Any input on the outfit? I got a mailer from them today. I have been wanting to offer some type of financing to my customers but there is no way I am doing it out of my pocket. 

www.sameascashloans.com


----------



## Scoma (Mar 9, 2011)

Sorry, I can't be of any help, but subbed to see what you find out.


----------



## BamBamm5144 (Jul 12, 2008)

I use them... everything has been fine.

Of course people who would get denied a credit card or anything else get denied for this. Basically, if people are worried about how they are going to pay or get the money for the job, they will get turned down. So far this week I am 1 of 2 for approval.

It is a basic 12 month, no interest no payment loan. No prepayment penalties. Make sure it is paid off before one year otherwise you get a nice whooping 17.83% interest rate.

Costs nearly $500 to get started but it will eventually help pay for itself and it does add some legitimacy.


----------



## J L (Nov 16, 2009)

We've been set up with them for almost a year now and have yet to have a single client interested in it, and we tell all of our clients about it. Can't offer much input beyond that.


----------



## curapa (Oct 8, 2007)

BamBamm5144 said:


> I use them... everything has been fine.
> 
> Of course people who would get denied a credit card or anything else get denied for this. Basically, if people are worried about how they are going to pay or get the money for the job, they will get turned down. So far this week I am 1 of 2 for approval.
> 
> ...


How does the system work? Do you just call in their social for approval or is there an online credit application? What does the $500 cover, just putting yourself in their system?


----------



## J L (Nov 16, 2009)

They take your proposal, dealer ID, promotion code, and they call the bank directly. Takes around 10 minutes.

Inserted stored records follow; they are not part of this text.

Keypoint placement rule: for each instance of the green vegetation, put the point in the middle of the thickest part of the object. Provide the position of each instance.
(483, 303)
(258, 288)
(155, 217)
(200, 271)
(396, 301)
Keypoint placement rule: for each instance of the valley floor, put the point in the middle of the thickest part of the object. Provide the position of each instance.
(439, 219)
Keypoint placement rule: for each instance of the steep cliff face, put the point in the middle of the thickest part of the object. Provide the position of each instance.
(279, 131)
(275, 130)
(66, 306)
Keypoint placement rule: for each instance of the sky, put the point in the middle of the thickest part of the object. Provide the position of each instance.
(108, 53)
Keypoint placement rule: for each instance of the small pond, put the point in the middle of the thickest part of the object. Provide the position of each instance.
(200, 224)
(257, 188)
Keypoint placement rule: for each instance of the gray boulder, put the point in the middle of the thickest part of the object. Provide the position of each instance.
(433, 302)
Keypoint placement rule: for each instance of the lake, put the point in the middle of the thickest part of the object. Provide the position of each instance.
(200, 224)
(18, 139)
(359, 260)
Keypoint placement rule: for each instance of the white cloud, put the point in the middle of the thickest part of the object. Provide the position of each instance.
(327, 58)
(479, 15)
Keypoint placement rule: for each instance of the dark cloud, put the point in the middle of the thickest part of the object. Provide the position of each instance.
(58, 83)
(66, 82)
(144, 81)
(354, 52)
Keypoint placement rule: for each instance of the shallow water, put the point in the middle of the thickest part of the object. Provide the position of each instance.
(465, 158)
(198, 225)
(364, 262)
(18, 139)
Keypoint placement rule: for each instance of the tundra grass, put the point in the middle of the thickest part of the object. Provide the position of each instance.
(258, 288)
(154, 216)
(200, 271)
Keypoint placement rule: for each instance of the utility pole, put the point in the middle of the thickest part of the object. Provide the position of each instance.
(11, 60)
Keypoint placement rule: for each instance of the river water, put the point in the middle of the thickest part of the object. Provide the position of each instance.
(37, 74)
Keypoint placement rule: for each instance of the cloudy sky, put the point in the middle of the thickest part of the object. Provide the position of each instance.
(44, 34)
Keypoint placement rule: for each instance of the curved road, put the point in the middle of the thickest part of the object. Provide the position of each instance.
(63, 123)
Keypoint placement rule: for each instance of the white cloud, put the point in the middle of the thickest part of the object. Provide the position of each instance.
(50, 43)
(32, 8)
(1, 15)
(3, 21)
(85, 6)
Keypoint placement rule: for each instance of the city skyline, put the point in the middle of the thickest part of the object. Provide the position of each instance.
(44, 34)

There's 2 different types of offers - one single payment upon completion or 50% down, 50% upon completion.


----------



## curapa (Oct 8, 2007)

RemodelGA said:


> They take your proposal, dealer ID, promotion code, and they call the bank directly. Takes around 10 minutes.
> 
> There's 2 different types of offers - one single payment upon completion or 50% down, 50% upon completion.


 
So the $500 start up fee just puts you in their system? To make sure I understand, the offers you mentioned are 

1. When I finish the job I am paid in full for the entire job

2. I get a down payment of 50% and receive the other 50% when I am finished.

What kind of requirements do they have to get setup with them?


----------



## J L (Nov 16, 2009)

We were sponsored in by one of our suppliers, so I don't know anything about the initiation fee. But otherwise what you listed is correct. The offer is from $1000 to $45000. Getting paid is just a simple form that the HO signs off on and you fax in to them.

Getting set up with them is very similar to setting up a credit account at a supplier.


----------



## KB Carolinaitco (Sep 2, 2010)

Is anyone aware of any financing options for borrowers with "less than perfect" credit?


----------



## olligator (Nov 23, 2007)

For less than perfect credit:
- down payment to cover all materials (as much as practical)
- finance no more than 6~12 months max @3.5%
- late payments are dealt with by vinny and his italian friends in the collections department

Just kidding on the collections department, but that is what I offer in house. The few people that have asked me about financing have the cash flow but not the lump sums for progress payments. Financing or otherwise, if there's signs that I'm going to have trouble getting paid then I don't need that job when my phones ringing every day.


----------



## KB Carolinaitco (Sep 2, 2010)

Just to clarify, I wasn't looking to finance the sales myself. Looking for a sub-prime lender to sell the paper to. Similar to GE Money, EnerBank, Etc...


----------



## J L (Nov 16, 2009)

olligator said:


> For less than perfect credit:
> - down payment to cover all materials (as much as practical)
> - finance no more than 6~12 months max @3.5%
> - late payments are dealt with by vinny and his italian friends in the collections department
> ...


Do you get many takers on that?


----------